Un article de Isabelle Duffaure-Gallais sur lemoniteur.fr

La tour Treet de Bergen, en Norvège, détient le record mondial de hauteur des immeubles en bois avec ses 14 étages. Elle associe une structure poteaux-poutres en lamellé-collé à des modules tridimensionnels préfabriqués. Ses premiers habitants ont emménagé en décembre dernier.

La tour Treet à structure bois, livrée en décembre 2015 à Bergen (Norvège), abrite 62 logements sur 14 étages.

© BOB/Moelven

Dans la langue norvégienne, « treet » signifie « arbre ». C’est aussi le nom de l’immeuble à structure bois le plus haut du monde, construit à Bergen, au sud-ouest de la Norvège. Cette tour de 14 étages abrite 62 logements livrés en décembre dernier.

Il aura fallu dix ans au promoteur BOB pour mener à bien ce projet.

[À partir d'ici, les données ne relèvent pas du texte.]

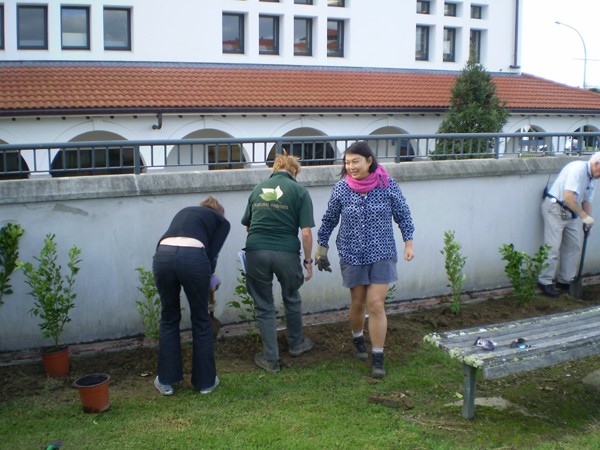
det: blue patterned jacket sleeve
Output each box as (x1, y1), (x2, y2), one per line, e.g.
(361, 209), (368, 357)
(389, 178), (415, 242)
(317, 181), (343, 248)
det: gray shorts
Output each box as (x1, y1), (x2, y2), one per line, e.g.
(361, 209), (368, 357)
(340, 258), (398, 289)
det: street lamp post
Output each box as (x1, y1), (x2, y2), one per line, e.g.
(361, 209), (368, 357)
(555, 21), (587, 89)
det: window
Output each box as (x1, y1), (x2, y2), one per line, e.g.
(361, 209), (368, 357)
(327, 19), (344, 57)
(415, 25), (429, 61)
(328, 0), (345, 6)
(223, 13), (244, 53)
(17, 5), (48, 49)
(416, 1), (430, 14)
(103, 7), (131, 50)
(295, 0), (313, 4)
(0, 5), (4, 50)
(61, 6), (90, 50)
(471, 5), (482, 19)
(443, 27), (456, 62)
(259, 15), (279, 55)
(294, 17), (312, 56)
(470, 29), (481, 63)
(0, 150), (30, 180)
(51, 146), (140, 177)
(444, 3), (457, 17)
(208, 144), (245, 170)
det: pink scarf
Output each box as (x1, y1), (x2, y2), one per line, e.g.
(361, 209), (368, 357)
(345, 164), (390, 193)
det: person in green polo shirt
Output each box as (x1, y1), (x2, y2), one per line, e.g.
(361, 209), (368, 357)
(241, 152), (315, 373)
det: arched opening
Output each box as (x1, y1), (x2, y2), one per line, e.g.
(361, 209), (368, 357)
(571, 125), (600, 153)
(266, 128), (336, 167)
(0, 139), (30, 180)
(178, 129), (247, 170)
(510, 125), (550, 155)
(367, 127), (415, 162)
(50, 131), (142, 177)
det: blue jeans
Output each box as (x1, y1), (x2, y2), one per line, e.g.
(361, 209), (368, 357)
(152, 245), (215, 391)
(245, 249), (305, 362)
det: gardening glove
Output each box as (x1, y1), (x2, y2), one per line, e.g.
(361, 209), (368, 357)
(210, 274), (221, 291)
(582, 215), (594, 229)
(315, 244), (332, 272)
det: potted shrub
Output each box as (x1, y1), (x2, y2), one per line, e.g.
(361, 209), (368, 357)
(17, 233), (82, 377)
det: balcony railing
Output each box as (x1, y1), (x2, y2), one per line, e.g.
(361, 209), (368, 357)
(1, 131), (599, 179)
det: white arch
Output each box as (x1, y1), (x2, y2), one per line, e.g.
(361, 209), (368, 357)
(53, 119), (135, 143)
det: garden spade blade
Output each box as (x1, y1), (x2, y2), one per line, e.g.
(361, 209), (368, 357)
(570, 227), (590, 299)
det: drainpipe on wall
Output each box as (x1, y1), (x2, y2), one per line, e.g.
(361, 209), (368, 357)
(152, 112), (163, 130)
(510, 0), (521, 69)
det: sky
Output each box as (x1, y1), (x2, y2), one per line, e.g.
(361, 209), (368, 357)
(521, 0), (600, 89)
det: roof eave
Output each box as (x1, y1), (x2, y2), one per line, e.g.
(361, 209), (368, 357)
(0, 106), (450, 118)
(3, 106), (600, 118)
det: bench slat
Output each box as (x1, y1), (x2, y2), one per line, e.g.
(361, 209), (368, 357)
(424, 305), (600, 419)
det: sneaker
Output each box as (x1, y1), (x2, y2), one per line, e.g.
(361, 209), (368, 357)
(371, 353), (386, 379)
(254, 352), (281, 373)
(352, 335), (369, 361)
(154, 376), (174, 396)
(556, 281), (571, 291)
(199, 376), (220, 394)
(289, 337), (314, 357)
(538, 283), (560, 298)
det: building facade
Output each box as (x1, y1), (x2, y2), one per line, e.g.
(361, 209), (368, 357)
(0, 0), (599, 174)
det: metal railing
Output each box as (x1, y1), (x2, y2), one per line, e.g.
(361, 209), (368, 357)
(1, 131), (599, 179)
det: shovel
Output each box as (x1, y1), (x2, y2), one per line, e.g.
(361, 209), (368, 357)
(569, 226), (590, 299)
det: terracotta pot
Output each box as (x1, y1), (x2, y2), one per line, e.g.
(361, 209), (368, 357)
(41, 346), (70, 377)
(73, 373), (111, 413)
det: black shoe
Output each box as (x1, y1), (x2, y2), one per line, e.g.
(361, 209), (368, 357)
(371, 352), (386, 378)
(538, 283), (560, 298)
(352, 336), (369, 361)
(556, 281), (571, 291)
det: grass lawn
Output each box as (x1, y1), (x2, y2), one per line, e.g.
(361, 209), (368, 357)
(2, 290), (600, 449)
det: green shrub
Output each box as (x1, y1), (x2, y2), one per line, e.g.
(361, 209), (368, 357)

Ole Kleppe, chef de projet pour le maître d’ouvrage, se souvient que les premières études ont démarré en 2005. Les autorités locales se sont laissé convaincre de dépasser les 9 étages réglementaires et ont approuvé le projet en 2009, donnant le coup d’envoi aux études d’ingénierie réalisées par la société Sweco en appui à l’agence d’architecture Artec alors sans expérience dans le domaine de la construction bois.

« L’objectif était de faire appel au maximum à la préfabrication, pour réduire le nombre d’opérations sur site et la durée du chantier », résume Ole Kleppe. Le principe d’une structure en bois lamellé-collé abritant des modules 3D en bois entièrement équipés en atelier a ainsi été retenu.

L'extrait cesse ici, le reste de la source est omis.